By now, my arms are tired, and I tell Clay to help pull in the sheet. He yanks the line and I take up slack. My sunglasses have slipped down my nose, and he presses them back onto my face. I think how good it feels to be with him, so good I want to stay in the Widgeon, to have my son all to myself and tack and jibe and then hand him the tiller for a while. I want the wind to keep blowing and the sun to keep shining and I want to sail on by the landing, past North Beach, all the way to Canada.

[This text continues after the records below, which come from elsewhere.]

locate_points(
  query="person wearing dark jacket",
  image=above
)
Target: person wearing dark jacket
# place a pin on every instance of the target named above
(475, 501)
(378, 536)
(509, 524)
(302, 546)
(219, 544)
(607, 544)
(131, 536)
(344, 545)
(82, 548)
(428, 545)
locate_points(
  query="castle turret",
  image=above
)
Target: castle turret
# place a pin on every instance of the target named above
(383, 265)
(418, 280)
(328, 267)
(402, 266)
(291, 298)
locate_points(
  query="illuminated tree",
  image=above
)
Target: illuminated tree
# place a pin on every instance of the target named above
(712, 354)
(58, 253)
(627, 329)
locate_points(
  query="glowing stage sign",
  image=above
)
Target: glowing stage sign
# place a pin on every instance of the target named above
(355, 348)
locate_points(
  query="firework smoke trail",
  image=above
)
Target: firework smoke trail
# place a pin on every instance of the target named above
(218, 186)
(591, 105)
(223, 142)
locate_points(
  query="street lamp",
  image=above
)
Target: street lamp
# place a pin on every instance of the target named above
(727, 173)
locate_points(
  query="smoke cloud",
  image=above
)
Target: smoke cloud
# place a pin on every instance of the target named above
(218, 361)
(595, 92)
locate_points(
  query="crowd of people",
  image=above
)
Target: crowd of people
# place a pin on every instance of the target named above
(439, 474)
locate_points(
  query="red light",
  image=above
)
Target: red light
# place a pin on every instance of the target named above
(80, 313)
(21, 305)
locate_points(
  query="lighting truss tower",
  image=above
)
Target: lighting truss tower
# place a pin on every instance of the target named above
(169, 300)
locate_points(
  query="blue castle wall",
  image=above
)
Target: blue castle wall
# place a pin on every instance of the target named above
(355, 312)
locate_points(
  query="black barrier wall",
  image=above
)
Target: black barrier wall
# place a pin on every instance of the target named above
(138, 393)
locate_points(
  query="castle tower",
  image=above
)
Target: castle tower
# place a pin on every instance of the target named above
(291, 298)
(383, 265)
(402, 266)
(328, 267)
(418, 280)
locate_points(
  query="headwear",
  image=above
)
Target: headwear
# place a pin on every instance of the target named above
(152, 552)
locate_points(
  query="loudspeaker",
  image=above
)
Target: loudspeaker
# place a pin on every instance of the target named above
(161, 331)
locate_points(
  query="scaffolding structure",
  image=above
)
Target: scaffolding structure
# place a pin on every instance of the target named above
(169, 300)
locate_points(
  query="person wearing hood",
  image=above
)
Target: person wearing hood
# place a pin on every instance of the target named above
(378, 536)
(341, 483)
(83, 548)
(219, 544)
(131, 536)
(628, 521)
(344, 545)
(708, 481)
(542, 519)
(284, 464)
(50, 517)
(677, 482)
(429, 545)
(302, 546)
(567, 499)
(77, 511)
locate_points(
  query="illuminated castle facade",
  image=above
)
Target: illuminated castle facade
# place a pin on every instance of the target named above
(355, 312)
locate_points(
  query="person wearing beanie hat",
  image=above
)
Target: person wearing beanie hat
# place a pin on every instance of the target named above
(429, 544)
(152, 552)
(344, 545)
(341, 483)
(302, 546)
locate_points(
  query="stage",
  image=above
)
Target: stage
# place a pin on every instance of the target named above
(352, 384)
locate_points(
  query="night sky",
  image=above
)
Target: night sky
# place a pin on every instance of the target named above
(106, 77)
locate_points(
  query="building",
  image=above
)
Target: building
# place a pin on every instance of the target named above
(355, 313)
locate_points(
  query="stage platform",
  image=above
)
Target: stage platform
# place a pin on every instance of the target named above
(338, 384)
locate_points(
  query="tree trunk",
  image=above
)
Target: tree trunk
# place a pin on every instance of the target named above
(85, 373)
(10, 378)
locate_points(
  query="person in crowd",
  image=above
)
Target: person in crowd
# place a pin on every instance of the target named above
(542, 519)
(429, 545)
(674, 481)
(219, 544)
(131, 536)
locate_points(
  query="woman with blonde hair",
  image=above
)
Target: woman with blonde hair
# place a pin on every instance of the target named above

“You bring anything to eat?” Clay says. I laugh. My man-son still looks to me for nurture.
“We’ll stop at the deli on the way home,” I say.
Two more tacks and I manage her into the harbor. When we drift up to the pier, Clay grabs the cleat and ties her off.
“Nice job,” he says, which makes me proud, even though my legs are rubber.
“You worked the jib well,” I offer back.
George docks the motorboat and helps haul out the Widgeon. “It was too rough out,” he says, as if he has just noticed the waves.
“I thought we might lose it on the jibe,” I say.
“No way,” Clay says, and he steps onto the dock, runs a hand through his hair, just as his father used to do. I want to hug him, to bury my nose in his nutmeg neck as I did when he was a baby, but I know Clay the young man doesn’t like that kind of sentimentality. So I squint and hold him there a minute, the lake behind him, the wind billowing his shirt out from his back.
“What about the deli?” he says.
“Sure,” I say. And then I let him go.